Health care reform was enacted through 2 laws:
Public Law 111-148 The Patient Protection and Affordable Care Act (HR 3950) and Public Law 111-152 The Health Care and Education Affordability Reconciliation Act of 2010 (HR 4872)
Many of the provisions of the legislation affect and reference “group health plans” in their application. AGU’s research concludes that limited medical products offered on an indemnity basis are exempt by definition from any requirements placed on “group health plans.”

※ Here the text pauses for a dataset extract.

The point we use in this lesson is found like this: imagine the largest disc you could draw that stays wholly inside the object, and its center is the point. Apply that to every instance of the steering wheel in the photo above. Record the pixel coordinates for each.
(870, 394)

HR 3590 defines “group health plan” under Section 1301(b)(3) by indicating the term has the same meaning as provided in section 2791(a) of the Public Health Service Act.
SEC. 1301. QUALIFIED HEALTH PLAN DEFINED.
- Terms Relating to Health Plans- In this title:
(1) HEALTH PLAN-
(A) IN GENERAL- The term `health plan' means health insurance coverage and a group health plan.
(B) EXCEPTION FOR SELF-INSURED PLANS AND MEWAS- Except to the extent specifically provided by this title, the term `health plan' shall not include a group health plan or multiple employer welfare arrangement to the extent the plan or arrangement is not subject to State insurance regulation under section 514 of the Employee Retirement Income Security Act of 1974.
(2) HEALTH INSURANCE COVERAGE AND ISSUER- The terms `health insurance coverage' and `health insurance issuer' have the meanings given such terms by section 2791(b) of the Public Health Service Act.
(3) GROUP HEALTH PLAN- The term `group health plan' has the meaning given such term by section 2791(a) of the Public Health Service Act.
The relevant section of the Public Health Service Act is Title 42 of the US Code under Chapter 6A, Subchapter XXV, Part C 300gg-91 entitled “Definitions”. This section includes a listing of “excepted benefits” to which the term “group health plan” will not be applicable. This is similar to the definition under ERISA used to exempt indemnity plans from HIPAA and Mental Health Parity requirements.
300gg–91. Definitions
- Benefits not subject to requirements
- Coverage only for accident, or disability income insurance, or any combination thereof.
- Coverage issued as a supplement to liability insurance.
- Liability insurance, including general liability insurance and automobile liability insurance.
- Workers’ compensation or similar insurance.
- Automobile medical payment insurance.
- Credit-only insurance.
- Coverage for on-site medical clinics.
- Other similar insurance coverage, specified in regulations, under which benefits for medical care are secondary or incidental to other insurance benefits.
- Benefits not subject to requirements if offered separately
- Limited scope dental or vision benefits.
- Benefits for long-term care, nursing home care, home health care, community-based care, or any combination thereof.
- Such other similar, limited benefits as are specified in regulations.
- Benefits not subject to requirements if offered as independent, noncoordinated benefits
- Coverage only for a specified disease or illness.
- Hospital indemnity or other fixed indemnity insurance.
- Benefits not subject to requirements if offered as separate insurance policy Medicare supplemental health insurance (as defined under section 1395ss (g)(1) of this title), coverage supplemental to the coverage provided under chapter 55 of title 10, and similar supplemental coverage provided to coverage under a group health plan.
Limited medical plans that use the “expense-incurred” or “mini-med” model would not appear to qualify under the exemption.